Life changed when her younger daughter Ava was born 16 years ago. She remains completely nonverbal and needs supervision around the clock. When Ava was 4, experts advised Villarreal to swing her because the movement would help develop her sense of balance. But the only facility Villarreal could find with swings secure enough for Ava was in South San Jose, and it was so busy already, she was limited to visiting only one day a week. That’s when Villarreal knew she had to do something.
All Palo Alto playgrounds comply with the Americans with Disabilities Act. Generally, that means they are accessible by wheelchair. However, as Villarreal notes, 93 percent of Americans with disabilities are not wheelchair users. That means that standard playgrounds might not be fully attuned to the needs of those with autism or auditory or visual impairments.“The way the parks were being created was very inadequate,” she says. “We wanted to show you can create a park where everyone will come out and play.”

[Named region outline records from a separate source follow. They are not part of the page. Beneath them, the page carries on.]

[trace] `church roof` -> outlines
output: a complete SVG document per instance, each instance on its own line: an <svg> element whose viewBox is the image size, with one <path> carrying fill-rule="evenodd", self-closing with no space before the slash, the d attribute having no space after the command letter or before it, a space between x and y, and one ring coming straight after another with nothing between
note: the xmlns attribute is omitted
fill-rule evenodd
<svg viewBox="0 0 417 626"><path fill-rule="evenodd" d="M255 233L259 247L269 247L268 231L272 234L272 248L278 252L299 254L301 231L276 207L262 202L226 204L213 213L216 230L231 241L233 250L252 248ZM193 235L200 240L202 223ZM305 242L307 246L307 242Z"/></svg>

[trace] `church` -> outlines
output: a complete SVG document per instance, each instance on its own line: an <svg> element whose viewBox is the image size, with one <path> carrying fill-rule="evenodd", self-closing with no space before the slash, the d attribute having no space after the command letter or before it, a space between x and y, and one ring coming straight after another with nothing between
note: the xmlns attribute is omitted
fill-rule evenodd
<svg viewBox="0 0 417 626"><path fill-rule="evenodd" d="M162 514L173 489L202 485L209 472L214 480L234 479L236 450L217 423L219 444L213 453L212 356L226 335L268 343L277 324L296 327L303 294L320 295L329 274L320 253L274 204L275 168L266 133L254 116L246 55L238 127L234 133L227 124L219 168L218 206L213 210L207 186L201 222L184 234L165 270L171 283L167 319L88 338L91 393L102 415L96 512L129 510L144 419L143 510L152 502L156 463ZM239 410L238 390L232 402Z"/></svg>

With Palo Alto donating nearly an acre in Mitchell Park, Villarreal made it a reality. After seeing photos online, Naomi Gomez brought her 6-year-old son Eric to Magical Bridge Playground for the first time recently, driving half an hour from San Jose. “It was worth the trip!” she says, after watching her son, who has ADHD and learning disabilities, giggling on a saucer swing. Because her son is prone to running off, especially after dogs, she is especially grateful that this playground is fully fenced. “It’s a safe space for kids, and it’s very stimulating. It gives him a lot of things to keep his attention.”
Ali Serbest’s two daughters Melike, 8, and Ruby, 13, and son Sami, 2, don’t have disabilities. Yet this remains their favorite playground, where they play together every week. “There should be more playgrounds like this with so much thought behind them,” he says
Villarreal hopes the magic will continue to spread. “We want people to come just because they like the playground,” she says. “If you happen to have a disability, we want you to come and think, ‘Oh, someone thought of me.’ It’s a place so magical that it bridges the gap between those with and without. It’s a place where everyone feels they belong.”